You’ve heard it a lot lately. 97% of climate scientists believe that climate change (aka global warming) is happening, and human activity is mostly to blame. It doesn’t matter that this figure comes from a terribly flawed study. It’s a great soundbite, so it is used a lot. Consider, for example, the president of the Sierra Club, which calls itself “the nation’s largest and most influential grassroots environmental organization.” In a recent testimony, he didn’t even know about the dramatic disagreement between the satellite temperature record and the global climate models that have been used to support global warming hysteria. Instead, he simply kept repeating the claim that 97% of scientists believe that global warming is mostly caused by human activity.
Now, of course, anyone who has been reading this blog for a while knows that the opinion of a group of people (even a large majority of scientists) means very little to me.
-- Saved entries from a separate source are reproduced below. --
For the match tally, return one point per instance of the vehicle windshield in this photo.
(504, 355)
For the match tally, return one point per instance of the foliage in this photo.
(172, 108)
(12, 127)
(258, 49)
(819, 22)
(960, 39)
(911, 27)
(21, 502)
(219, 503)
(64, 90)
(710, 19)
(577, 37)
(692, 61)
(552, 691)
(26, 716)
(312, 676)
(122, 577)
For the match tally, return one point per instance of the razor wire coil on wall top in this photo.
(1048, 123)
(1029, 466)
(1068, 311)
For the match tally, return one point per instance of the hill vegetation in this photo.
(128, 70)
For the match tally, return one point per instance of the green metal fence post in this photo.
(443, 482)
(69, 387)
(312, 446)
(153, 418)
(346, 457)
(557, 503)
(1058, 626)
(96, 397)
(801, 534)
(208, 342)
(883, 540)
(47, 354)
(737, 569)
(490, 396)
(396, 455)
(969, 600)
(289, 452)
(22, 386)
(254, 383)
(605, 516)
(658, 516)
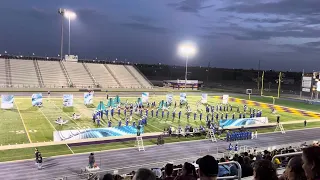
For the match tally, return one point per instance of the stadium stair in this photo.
(139, 75)
(113, 75)
(90, 74)
(124, 76)
(64, 70)
(102, 75)
(36, 66)
(3, 73)
(52, 74)
(23, 73)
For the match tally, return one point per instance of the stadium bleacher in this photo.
(22, 69)
(52, 74)
(126, 79)
(3, 76)
(56, 74)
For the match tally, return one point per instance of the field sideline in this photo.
(27, 124)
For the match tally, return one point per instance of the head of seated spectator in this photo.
(144, 174)
(208, 168)
(189, 171)
(294, 170)
(311, 162)
(168, 170)
(247, 170)
(264, 170)
(107, 177)
(224, 169)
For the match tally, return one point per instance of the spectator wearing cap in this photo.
(264, 170)
(144, 174)
(168, 170)
(158, 173)
(294, 170)
(247, 170)
(311, 162)
(188, 172)
(208, 168)
(224, 170)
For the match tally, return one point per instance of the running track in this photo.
(127, 160)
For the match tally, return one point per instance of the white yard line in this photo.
(24, 125)
(48, 120)
(65, 114)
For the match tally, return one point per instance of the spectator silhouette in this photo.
(144, 174)
(168, 170)
(294, 170)
(311, 162)
(264, 170)
(247, 170)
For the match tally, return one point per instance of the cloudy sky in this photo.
(282, 34)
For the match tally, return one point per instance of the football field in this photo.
(27, 124)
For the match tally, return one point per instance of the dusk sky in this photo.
(283, 34)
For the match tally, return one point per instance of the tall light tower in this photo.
(69, 15)
(187, 50)
(61, 12)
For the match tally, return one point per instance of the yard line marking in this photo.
(64, 113)
(69, 148)
(25, 128)
(48, 119)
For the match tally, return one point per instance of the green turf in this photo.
(28, 153)
(284, 102)
(40, 124)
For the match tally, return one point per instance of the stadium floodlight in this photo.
(187, 50)
(70, 15)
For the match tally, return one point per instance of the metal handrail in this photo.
(285, 155)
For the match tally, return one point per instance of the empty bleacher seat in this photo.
(124, 76)
(23, 73)
(78, 74)
(52, 74)
(102, 75)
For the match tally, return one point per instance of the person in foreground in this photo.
(208, 168)
(144, 174)
(264, 170)
(294, 170)
(311, 162)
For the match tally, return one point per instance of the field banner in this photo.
(145, 97)
(169, 98)
(243, 122)
(36, 99)
(88, 98)
(7, 101)
(77, 134)
(183, 98)
(68, 100)
(204, 98)
(225, 99)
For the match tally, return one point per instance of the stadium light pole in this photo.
(187, 50)
(69, 15)
(61, 12)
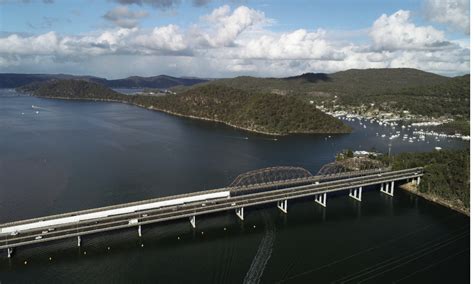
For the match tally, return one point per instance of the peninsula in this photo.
(264, 113)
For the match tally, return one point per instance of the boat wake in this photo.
(264, 252)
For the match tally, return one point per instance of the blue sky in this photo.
(228, 38)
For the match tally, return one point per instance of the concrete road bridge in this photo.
(271, 185)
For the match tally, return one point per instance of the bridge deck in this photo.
(199, 208)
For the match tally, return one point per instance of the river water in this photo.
(68, 155)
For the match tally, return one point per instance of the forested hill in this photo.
(13, 80)
(72, 89)
(349, 82)
(258, 112)
(446, 175)
(390, 90)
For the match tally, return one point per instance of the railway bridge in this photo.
(271, 185)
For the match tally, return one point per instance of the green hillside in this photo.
(259, 112)
(416, 91)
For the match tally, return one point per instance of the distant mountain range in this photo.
(14, 80)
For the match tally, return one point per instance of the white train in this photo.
(15, 229)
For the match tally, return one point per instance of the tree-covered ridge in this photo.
(446, 173)
(260, 112)
(72, 89)
(448, 98)
(416, 91)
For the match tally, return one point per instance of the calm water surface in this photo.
(76, 155)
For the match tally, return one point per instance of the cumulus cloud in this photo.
(123, 17)
(199, 3)
(454, 13)
(160, 4)
(229, 42)
(227, 25)
(299, 44)
(397, 32)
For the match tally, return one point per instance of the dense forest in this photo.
(419, 92)
(260, 112)
(446, 172)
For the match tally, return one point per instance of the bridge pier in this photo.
(192, 220)
(356, 193)
(321, 199)
(283, 205)
(240, 213)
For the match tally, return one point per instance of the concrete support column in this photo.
(321, 199)
(356, 193)
(283, 205)
(193, 221)
(240, 213)
(388, 188)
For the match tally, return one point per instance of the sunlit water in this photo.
(68, 155)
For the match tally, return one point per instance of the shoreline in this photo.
(409, 187)
(191, 116)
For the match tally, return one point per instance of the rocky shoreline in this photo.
(187, 116)
(457, 206)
If I am going to believe in something, I want the objective data to support what I believe. Opinions are not objective data, so I try to look at the evidence and think for myself. Unfortunately, there are a lot of people who don’t want to think for themselves. Like the president of the Sierra Club, they simply believe whatever the majority of scientists say. Well, a recent survey of the American Meteorological Society might be of interest to such people.
The American Meteorological Society describes itself in this way:
Founded in 1919, the American Meteorological Society (AMS) is the nation’s premier scientific and professional organization promoting and disseminating information about the atmospheric, oceanic, hydrologic sciences.
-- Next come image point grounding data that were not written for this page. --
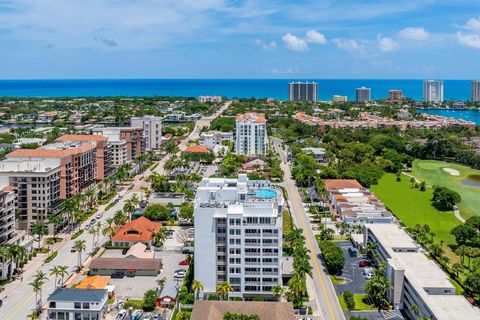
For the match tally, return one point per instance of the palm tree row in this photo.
(14, 253)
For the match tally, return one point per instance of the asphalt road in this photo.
(326, 299)
(21, 302)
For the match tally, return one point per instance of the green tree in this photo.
(55, 220)
(157, 212)
(79, 246)
(149, 299)
(349, 300)
(39, 229)
(186, 211)
(197, 287)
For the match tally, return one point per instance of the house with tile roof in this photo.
(139, 230)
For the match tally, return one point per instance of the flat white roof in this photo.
(422, 273)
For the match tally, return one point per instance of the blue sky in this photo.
(51, 39)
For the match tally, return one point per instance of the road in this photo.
(19, 303)
(326, 299)
(194, 135)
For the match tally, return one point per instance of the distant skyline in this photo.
(239, 39)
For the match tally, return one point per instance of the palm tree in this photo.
(415, 309)
(161, 283)
(90, 197)
(16, 253)
(457, 268)
(297, 285)
(278, 291)
(129, 208)
(224, 289)
(63, 271)
(109, 231)
(55, 271)
(93, 232)
(79, 245)
(37, 288)
(119, 218)
(39, 279)
(197, 286)
(55, 220)
(39, 229)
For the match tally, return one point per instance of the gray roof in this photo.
(78, 295)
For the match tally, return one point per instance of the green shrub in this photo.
(77, 234)
(51, 257)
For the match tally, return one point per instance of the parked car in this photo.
(117, 275)
(364, 263)
(352, 252)
(187, 250)
(121, 315)
(137, 315)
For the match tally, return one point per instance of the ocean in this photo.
(231, 88)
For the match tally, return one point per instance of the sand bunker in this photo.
(451, 171)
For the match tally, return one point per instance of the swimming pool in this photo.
(265, 193)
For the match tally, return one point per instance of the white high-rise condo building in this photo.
(251, 134)
(476, 90)
(363, 94)
(152, 130)
(238, 235)
(303, 91)
(432, 91)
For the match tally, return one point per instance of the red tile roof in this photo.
(141, 229)
(81, 137)
(50, 153)
(197, 149)
(331, 184)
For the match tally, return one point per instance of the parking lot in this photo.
(353, 274)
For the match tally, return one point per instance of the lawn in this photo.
(432, 173)
(359, 304)
(413, 206)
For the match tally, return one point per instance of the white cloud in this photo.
(294, 43)
(473, 24)
(347, 44)
(268, 46)
(387, 44)
(312, 36)
(414, 33)
(469, 40)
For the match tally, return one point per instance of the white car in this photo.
(121, 315)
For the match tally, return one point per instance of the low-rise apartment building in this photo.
(103, 151)
(238, 235)
(71, 303)
(355, 204)
(214, 138)
(152, 130)
(415, 279)
(44, 176)
(135, 144)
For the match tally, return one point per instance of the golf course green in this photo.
(455, 177)
(413, 206)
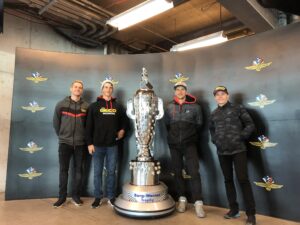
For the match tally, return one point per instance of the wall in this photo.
(23, 33)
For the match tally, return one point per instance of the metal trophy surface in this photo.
(144, 196)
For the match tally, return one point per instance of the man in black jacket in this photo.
(230, 126)
(184, 119)
(69, 124)
(105, 126)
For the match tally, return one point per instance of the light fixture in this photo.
(140, 13)
(208, 40)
They surveyed their membership about climate change, and 4,092 of the members responded. This represents a 53.5% response rate. Not surprisingly, there was no 97% consensus to be found among the respondents.
The only number that came close was the answer to the question, “Regardless of the cause, do you think climate change is happening?” 96% of the respondents said yes, while 1% said no, and 3% said they didn’t know. Of course, since that question included the possibility that climate change is completely due to natural processes, this result tells us very little.
When asked what is actually causing climate change, there were a wide variety of ideas:
In the end, 67% of the membership believes that climate change is caused more by human activity than by natural processes. Another 14% think that human activity and natural processes are pretty much equally to blame for climate change. Even adding those to the previously-mentioned 67%, however, gets us to only 81%. An additional 7% said that climate change is mostly due to natural factors, while 5% said that climate change is totally due to natural factors. Another 6% gave the answer that is supported by the currently-known data: “I don’t know.” As noted above, the remaining 1% think climate change is not happening.
More than 90% of the respondents had degrees in a science-related field, and a more than 60% had either a masters or a Ph.D. in a climate-related discipline. Thus, this is a fairly good sample of people who are interested in climate science and are reasonably knowledgeable about the issues related to climate change.
Based on my reading of the scientific literature and my discussions with those who are experts in climate science, the results of this survey do a pretty good job of reflecting the views of the climate community as a whole. Yes, a majority of climate scientists do think that climate change is mostly due to human activity. However, there is a sizeable minority that thinks natural processes have a lot to do with it, or that there simply is too much uncertainty in the data to give a definitive answer for what is causing climate change.
While the “97% consensus” meme makes for a very good political ad, it simply isn’t correct, and anyone who uses it isn’t really interested in understanding climate change.